1 Background
PostgreSQL is a major open-source relational database with a 23-year history and a broad range of features. While Jepsen’s work has traditionally focused on distributed systems, our tooling is readily applicable to traditional, single-node databases. In this report, we present the results of applying Jepsen’s generative concurrency testing to PostgreSQL 12.3.
Prior to version 9.1, PostgreSQL’s documentation claimed to offer up to serializability, “as if transactions had been executed one after another, serially, rather than concurrently…. The Serializable mode provides a rigorous guarantee that each transaction sees a wholly consistent view of the database.” However, this was not true: PostgreSQL’s “serializable” was in fact snapshot isolation (SI).
Informally, snapshot isolated systems appear to start each transaction with a fixed, instantaneous snapshot of the database, reflecting only committed state. Writes performed in a transaction appear to apply atomically at commit time, and a transaction can only commit if no other transaction has modified the same objects as the transaction has written, since the snapshot was taken. This is (as the paper which formalized snapshot isolation made clear) not serializable: transactions whose write sets do not intersect can commit without observing each other’s effects, which could lead to application-level consistency violations.
In version 8.0, PostgreSQL’s documentation clarified that “in fact PostgreSQL’s Serializable mode does not guarantee serializable execution in this sense,” and went on to specify that PostgreSQL lacked a predicate locking system.
In version 9.1, PostgreSQL contributors Grittner and Ports added support for true serializability, based on research by Cahill, Röhm, and Fekete into serializable snapshot isolation (SSI). In short, SSI extends SI by checking, at runtime, for a dependency relationship between transactions called a dangerous structure: a pair of adjacent read-write dependencies between three transactions. Preventing these dangerous structures, in addition to snapshot isolation’s normal rules, yields only serializable executions. For the last nine years, PostgreSQL’s “serializable” mode has justifiably claimed to offer serializability.
PostgreSQL’s “repeatable read” remains snapshot isolation, but the concurrency control documentation surprisingly does not mention the term. Instead, it offers:
The Repeatable Read isolation level only sees data committed before the transaction began; it never sees either uncommitted data or changes committed during transaction execution by concurrent transactions… This is a stronger guarantee than is required by the SQL standard for this isolation level, and prevents all of the phenomena described in Table 13.1 except for serialization anomalies.
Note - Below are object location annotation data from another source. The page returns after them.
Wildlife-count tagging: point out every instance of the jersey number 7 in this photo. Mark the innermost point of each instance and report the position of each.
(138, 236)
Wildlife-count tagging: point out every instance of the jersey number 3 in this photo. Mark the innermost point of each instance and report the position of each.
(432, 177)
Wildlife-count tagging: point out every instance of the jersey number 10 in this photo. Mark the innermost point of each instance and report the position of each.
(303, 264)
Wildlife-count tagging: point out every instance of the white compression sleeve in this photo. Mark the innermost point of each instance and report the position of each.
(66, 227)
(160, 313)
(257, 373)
As mentioned above, this is specifically allowed by the standard, which only describes the minimum protections each isolation level must provide.
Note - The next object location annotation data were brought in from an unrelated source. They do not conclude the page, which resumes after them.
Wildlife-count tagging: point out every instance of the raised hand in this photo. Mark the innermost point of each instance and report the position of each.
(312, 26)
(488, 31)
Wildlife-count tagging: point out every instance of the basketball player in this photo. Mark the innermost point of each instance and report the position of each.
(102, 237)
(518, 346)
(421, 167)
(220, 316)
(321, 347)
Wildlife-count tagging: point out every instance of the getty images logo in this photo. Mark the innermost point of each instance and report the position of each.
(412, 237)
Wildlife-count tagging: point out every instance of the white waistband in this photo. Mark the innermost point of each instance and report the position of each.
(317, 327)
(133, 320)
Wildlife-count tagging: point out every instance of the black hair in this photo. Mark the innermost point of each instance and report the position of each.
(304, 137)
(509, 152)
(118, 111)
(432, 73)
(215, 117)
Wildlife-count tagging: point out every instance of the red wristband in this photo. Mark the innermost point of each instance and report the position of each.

“Serialization anomalies” is a somewhat ambiguous term: the documentation simply describes it as a result which is “inconsistent with all possible orderings of running those transactions one at a time”. To better understand what “serialization anomalies” specifically entail, we devised an experiment.
2 Test Design
We designed a test harness for PostgreSQL using the Jepsen testing library. Our test installs PostgreSQL 12.3-1.pgdg100+1 (the current stable version) on a single Debian 10 node, or optionally connects to an existing PostgreSQL installation. We also evaluated versions 9.5.22, 10.13, and 11.8. Our test can kill PostgreSQL processes in random order to help measure crash safety, but our findings here do not require process crashes to reproduce. We used the default configuration provided by PostgreSQL’s official Debian packages with only minor changes (e.g. for binding network ports), and, during some tests, shortened autovacuum naptime and enabled more detailed logging.
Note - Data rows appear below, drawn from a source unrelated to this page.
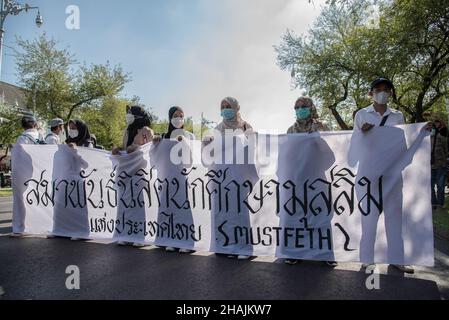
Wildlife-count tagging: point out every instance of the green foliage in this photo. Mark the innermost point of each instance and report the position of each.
(57, 85)
(342, 53)
(10, 127)
(106, 121)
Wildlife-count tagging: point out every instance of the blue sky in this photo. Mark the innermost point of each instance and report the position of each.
(182, 52)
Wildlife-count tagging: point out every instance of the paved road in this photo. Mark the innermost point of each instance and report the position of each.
(34, 268)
Our test workload generates randomized transactions of append and read operations across an collection of list objects, chosen with exponential frequency. Each object is identified by a unique integer logical key. We store each object as a row in one of several tables, chosen by the hash of the key. Object keys are stored in two fields: a primary key id
, and an unindexed secondary key sk
, which we use to test access by table scans.1 The value of each list is stored as a comma-separated TEXT
column.
We append unique integer elements to a list identified by key (either via id
or sk
) using INSERT ... ON CONFLICT DO UPDATE
, or, alternatively, via an update, checking to see if any rows were modified, then backing off to an insert, and if that failed, updating again. Reads return the current list of integers for a particular object, e.g. via SELECT (val) FROM txn0 WHERE id = ?
.
Our test applies these transactions to PostgreSQL using the JDBC PostgreSQL driver (version 42.2.12), and analyzes the resulting history using the Elle transaction isolation checker. Elle infers a transaction dependency graph over experimentally recorded histories, and searches for cycles (and non-cyclic anomalies) in that graph. This allows us to detect a broad range of anomalies from Adya, Liskov & O’Neil’s Generalized Isolation Level Definitions, including G0 (dirty write), G1a (aborted read), G1b (intermediate read), G1c (cyclic information flow), G-single (read skew), and G2-item (anti-dependency cycle). We also check for internal consistency, verifying that transactions observe values consistent with their own prior writes, duplicate effects, and garbage values (e.g. elements which were never written).
3 Results
In most respects, PostgreSQL behaved as expected: both read uncommitted and read committed prevent write skew and aborted reads. We observed no internal consistency violations. However, we have two surprising results to report. The first is that PostgreSQL’s “repeatable read” is weaker than repeatable read, at least as defined by Berenson, Adya, Bailis, et al. This is not necessarily wrong: the ANSI SQL standard is ambiguous. The second result, which is definitely wrong, is that PostgreSQL’s “serializable” isolation level isn’t serializable: it allows G2-item during normal operation.
3.1 Repeatable Read
PostgreSQL’s “repeatable read” isolation level is actually snapshot isolation, and we observed no SI-violating anomalies when using “repeatable read”. In fact, the histories we recorded were consistent with strong snapshot isolation, a stronger consistency model which prohibits stale reads and other realtime anomalies.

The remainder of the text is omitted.